Solved – Continuous approximation to binomial distribution

approximationbinomial distributionnormal distribution

Consider an integer variable $k$ that follows a binomial distribution,

$$\binom{N}{k}p^{k}\left(1-p\right)^{N-k}$$

with total draws $N$ and probability of success $p$. I am interested in the fraction of successes, $f = k/N$. The distribution of $f$ can be approximated as a normal distribution with mean $p$ and variance $\sqrt Np(1-p)$. This approximation is good if both $Np$ and $N(1-p)$ are sufficiently large, but it has the problem that there is a finite (though small) probability that $f<0$ or $f>1$, because the normal distribution has infinite support.
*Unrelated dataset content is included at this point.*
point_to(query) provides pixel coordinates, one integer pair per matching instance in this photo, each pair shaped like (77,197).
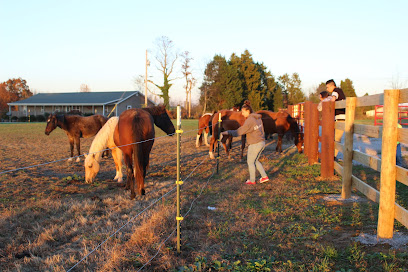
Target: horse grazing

Is there an approximation to the distribution of $f$ that has support $f\in[0,1]$? We can assume that $Np$ and $N(1-p)$ are both sufficiently large.

Best Answer

An obvious candidate would be the beta distribution, since this is the conjugate to the binomial distribution and it is on the appropriate support. To allow for continuity correction and avoid poor approximation at the edges, it is desirable to approximate each discrete $x = 0, 1, ...., N$ by an equal-sized continuous interval. This means that we approximate the binomial mass function by an integral of the beta density over one of $N+1$ equal-sized intervals on its support:

$$\text{Bin}(x|N,p) \approx \int \limits_{B(x)}^{B(x+1)} \text{Beta}(\theta|\alpha, \beta)d\theta \quad \quad \quad B(x) \equiv \frac{x}{N+1}.$$

The approriate parameters $\alpha$ and $\beta$ can be found using the method-of-moments (MOM), which requires us to solve the following two moment equations:

$$\frac{\alpha}{\alpha+\beta} = p \quad \quad \quad \frac{\alpha \beta}{(\alpha+\beta)(\alpha+\beta+1)} = \frac{p(1-p)}{N+1}.$$

Solving for the required parameters yields the values $\alpha = pN$ and $\beta = (1-p)N$ so our approximation to the binomial is:

$$\text{Bin}(x|N,p) \approx \frac{\Gamma(N)}{\Gamma(pN)\Gamma((1-p)N)} \int \limits_{B(x)}^{B(x+1)} \theta^{pN-1} \theta^{(1-p)N-1} d\theta.$$